The 1920s were years of prosperity following WWI. A building boom sweeping the country was felt in Elgin. The Elgin Daily Courier News stated April 22, 1927 "that Elgin is well launched into an unprecedented era of home construction and general building is indicated by statistics compiled by C.R.Grow (the irony of the name!), city building inspector." The west side of Elgin included much open land and was ripe for development.

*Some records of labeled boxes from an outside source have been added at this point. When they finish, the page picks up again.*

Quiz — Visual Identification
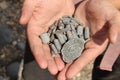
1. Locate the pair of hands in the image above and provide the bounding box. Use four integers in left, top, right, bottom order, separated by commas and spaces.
20, 0, 120, 80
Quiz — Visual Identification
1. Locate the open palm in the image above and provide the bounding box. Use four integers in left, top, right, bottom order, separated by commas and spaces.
20, 0, 74, 74
58, 0, 120, 80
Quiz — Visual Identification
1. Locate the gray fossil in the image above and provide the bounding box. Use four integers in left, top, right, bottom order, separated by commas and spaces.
40, 16, 90, 63
61, 38, 84, 63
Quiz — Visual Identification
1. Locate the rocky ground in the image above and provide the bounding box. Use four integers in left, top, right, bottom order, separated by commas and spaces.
0, 0, 92, 80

510 N. Worth Avenue was built in 1927 for Bernard and Mary Giertz for $7,000. Bernard and his father, Charles, founded Giertz and Son, General Contractors. In 1928, Mary and Bernard sold the home to Bernard's brother, Walter and his wife, Ernestine. Interestingly, Walter and Ernestine acquired lot 5, which came with the restriction "not to erect a dwelling house on the premises that shall cost less than $7,500." Walter eventually became a partner in the family construction business and was an active member of the Izaak Walton League. Walter passed away in 1953, and his widow, Ernestine, remained in the home until 1986.


The Colonial Revival style of architecture came into popularity at the turn of the 20th century. It followed the Victorian era of housing design and reflected a renewed interest in the English and Dutch styles popular in the eastern United States in the 1700s. Victorian housing design was stylized and "busy," emanating from a period of experimentation in design; Colonial Revival houses were simpler, focusing design elements in entryways, windows, and at cornice lines.

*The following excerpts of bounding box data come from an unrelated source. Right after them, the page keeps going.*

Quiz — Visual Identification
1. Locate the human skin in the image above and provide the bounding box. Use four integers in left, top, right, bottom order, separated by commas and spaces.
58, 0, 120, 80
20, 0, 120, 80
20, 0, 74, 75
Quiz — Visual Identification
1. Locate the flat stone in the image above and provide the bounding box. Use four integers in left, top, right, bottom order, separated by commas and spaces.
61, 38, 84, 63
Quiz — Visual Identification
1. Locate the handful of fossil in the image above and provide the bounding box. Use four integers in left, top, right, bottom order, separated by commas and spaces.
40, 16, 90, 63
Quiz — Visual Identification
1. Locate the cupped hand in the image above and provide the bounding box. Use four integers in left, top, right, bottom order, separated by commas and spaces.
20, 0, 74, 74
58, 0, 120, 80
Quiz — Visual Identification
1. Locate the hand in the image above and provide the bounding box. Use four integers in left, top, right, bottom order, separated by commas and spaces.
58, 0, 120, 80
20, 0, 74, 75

Improvements in masonry techniques occurred after WWI, lending itself well to home building. Those who could afford brick veneering on their frame construction homes frequently chose that option.

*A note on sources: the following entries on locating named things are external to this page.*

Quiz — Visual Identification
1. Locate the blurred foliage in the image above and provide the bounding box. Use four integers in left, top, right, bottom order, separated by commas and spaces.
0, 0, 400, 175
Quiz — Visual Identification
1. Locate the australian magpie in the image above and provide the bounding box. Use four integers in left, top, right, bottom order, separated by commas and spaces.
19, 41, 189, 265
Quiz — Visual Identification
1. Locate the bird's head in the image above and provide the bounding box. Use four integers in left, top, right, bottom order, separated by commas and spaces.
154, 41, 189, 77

Elements of the Colonial Revival style are detail at the front entry, symmetrically placed windows, and multi-paned windows. 510 N. Worth Avenue is a "boxy," two story house clad in brick with a hipped roof. A one story addition and a tall fireplace chimney are part of the overall footprint of the house. Windows in the front facade are symmetrically placed; they are multi-paned, frequently over a single lower pane. Other multi-paned windows in the house are either large or small and are in groupings of two or three.

The front plane of the roof contains a single dormer with a rounded top that mimics the entry roof below. Below the dormer are two narrow vertical windows in the second story and below them is the front entry. All together, the front facade with its focus on the center of the house grabs one's attention and makes an immediate stylistic impact on the simple facade. The multi-paned windows also offer style contrasting with simplicity.

The front entry is a small open porch with a curved roof projecting out over it--a popular Revival style element. The entry door has a curved fanlight over it and sidelights along either side. The simplicity of the house reflects the Georgian influence of Colonial style.